Abstract
This article describes two class activities that introduce the concept of data mining and very basic data mining analyses. Assessment data suggest that students learned some of the conceptual basics of data mining, understood some of the ethical concerns related to the practice, and were able to perform correlations via the Statistical Package for the Social Sciences (SPSS, Version 20).
Data mining is a popular topic in statistics and has garnered attention beyond analytic and academic circles. Broadly defined, data mining refers to hypothesis-free analysis of archival data (typically “big data,” another statistical term enjoying a zeitgeist) with the hope of uncovering interesting patterns within the data. At its most basic, it involves running correlations on quantitative data. At its most advanced, it involves specialized software and data analysis techniques that are beyond the purview of a basic psychological statistics class. Data mining has been getting so much attention, in part, because of massive amounts of data collection occurring as a result of cheap storage and the ease with which data can be collected (such as when shopping; Wall, 2014), browsing the Internet (Brandeisky, 2015), or using our cell phones (Talbot, 2014).
Another reason for its popularity is that data mining holds promise for finding solutions to problems and uncovering hitherto undetected patterns of human behavior using applied data collected in naturalistic settings. For example, data mining is already being used to generate novel solutions to increase college student retention (Zhang, Oussena, Clark, & Kim, 2010) and uncover widespread cheating on standardized exams (Jacob & Levit, 2003).
Further evidence of the interest in data mining comes in the form of New York Times best-selling books such as Freakonomics (Levit & Dubner, 2005) and Big Data: A Revolution That Will Transform How We Live, Work, and Think (Mayer-Schönberger & Cukier, 2013). Media coverage of data mining has detailed how corporations collect data about consumers (Singletary, 2014) and how the government is using it to fight crime (Lichtblau, 2007). Data mining has also gained much attention because of fears about intrusive data collection, such as private health data (Pettypiece & Robertson, 2014), as well as what can happen when data mining does not result in accurate findings (Lazer, Kennedy, King, & Vespignani, 2014). It is such a wide spread practice that the government, driven largely by privacy concerns, is now considering legislation to more closely regulate consumer data collection (Federal Trade Commission, 2014).

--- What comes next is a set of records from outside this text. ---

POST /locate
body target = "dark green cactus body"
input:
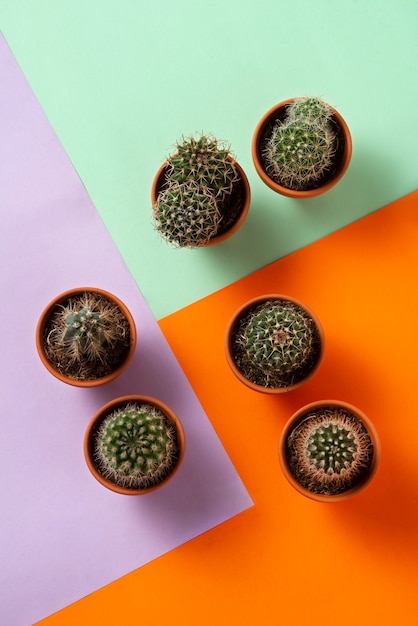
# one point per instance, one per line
(193, 204)
(329, 451)
(205, 161)
(281, 338)
(136, 447)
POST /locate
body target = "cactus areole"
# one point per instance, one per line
(301, 147)
(329, 450)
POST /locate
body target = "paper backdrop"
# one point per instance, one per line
(62, 535)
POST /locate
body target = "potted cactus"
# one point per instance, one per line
(301, 147)
(134, 445)
(200, 195)
(329, 451)
(86, 337)
(274, 343)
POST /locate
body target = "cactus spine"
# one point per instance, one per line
(281, 339)
(301, 148)
(329, 451)
(200, 176)
(136, 446)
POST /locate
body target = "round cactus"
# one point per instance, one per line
(204, 160)
(301, 148)
(281, 339)
(329, 451)
(87, 336)
(136, 446)
(186, 215)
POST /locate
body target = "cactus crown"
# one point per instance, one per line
(186, 214)
(87, 327)
(136, 446)
(282, 339)
(329, 451)
(204, 160)
(191, 206)
(301, 148)
(87, 336)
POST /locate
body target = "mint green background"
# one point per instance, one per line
(121, 81)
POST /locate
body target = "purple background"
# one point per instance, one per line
(62, 534)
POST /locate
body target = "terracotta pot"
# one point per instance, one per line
(159, 180)
(262, 130)
(43, 320)
(296, 417)
(242, 312)
(109, 408)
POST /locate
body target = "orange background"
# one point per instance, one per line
(288, 559)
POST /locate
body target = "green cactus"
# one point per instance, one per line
(281, 339)
(205, 160)
(197, 200)
(136, 446)
(329, 451)
(186, 215)
(301, 148)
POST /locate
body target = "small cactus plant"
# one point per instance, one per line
(278, 343)
(201, 196)
(301, 148)
(187, 214)
(87, 336)
(136, 446)
(329, 450)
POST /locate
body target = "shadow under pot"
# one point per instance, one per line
(86, 337)
(274, 343)
(200, 195)
(301, 147)
(134, 445)
(329, 451)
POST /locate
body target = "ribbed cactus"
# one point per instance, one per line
(136, 446)
(205, 160)
(329, 451)
(193, 204)
(301, 148)
(186, 214)
(280, 338)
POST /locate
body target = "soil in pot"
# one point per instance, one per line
(86, 336)
(280, 357)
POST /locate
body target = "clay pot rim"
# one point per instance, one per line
(291, 193)
(44, 318)
(115, 404)
(157, 182)
(246, 306)
(307, 408)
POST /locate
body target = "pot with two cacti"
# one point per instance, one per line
(200, 195)
(301, 147)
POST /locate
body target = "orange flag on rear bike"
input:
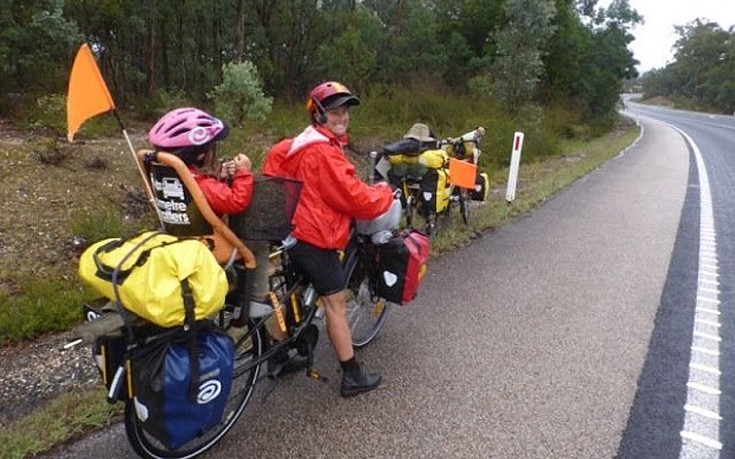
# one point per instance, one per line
(88, 95)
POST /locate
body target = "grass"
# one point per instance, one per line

Data Mining: Teaching Technique
Certainly, the academy has paid attention to the rising interest in this data mining. Several universities offer undergraduate courses and graduate degrees and certificates in data mining and closely related fields. As such, much of the pedagogical writing about this topic has been aimed at upper level courses for statistics majors (Dickey, 2005; King & Satyanarayana, 2013; Satyanarayana, 2013), upper level courses taught in statistics-related fields (Banks, Dong, Liu, & Mandvikar, 2004), or for the training of statistics professionals. However, little has been written about methods to introduce the very basics of data mining to introductory statistics students in order to teach both applied statistics and ethical dilemma raised by such data collection.
As such, this article seeks to fill the gap by describing a very basic activity to introduce the topic to novice statistics students. In addition to introducing data mining and using correlations to perform very simple data mining, this article demonstrates a way to integrate ethics into a statistics course.
Data Mining: Teaching Ethics
The third goal of the American Psychological Association’s (APA) Guidelines for the Undergraduate Psychology Major (2013) emphasizes “Ethical and Social Responsibility in a Diverse World.” As such, the insertion of an ethical debate regarding the large-scale collection (and use) of data when informed consent may not be very well informed allows an instructor to integrate this goal of the APA into a statistics course. Certainly, ethics and statistics classes have been integrated previously. Suggestions have already been made to integrate ethics into statistics courses by creating examples using data sets seeped in social justice issues (Lesser, 2007). Other efforts have integrated philosophical teaching on ethics into statistics classes (Lesser & Nordenhaug, 2004). The present article extends upon these ideas by suggesting that while learning about the widely used statistical practice, students should also reflect on ethical issues related to data mining.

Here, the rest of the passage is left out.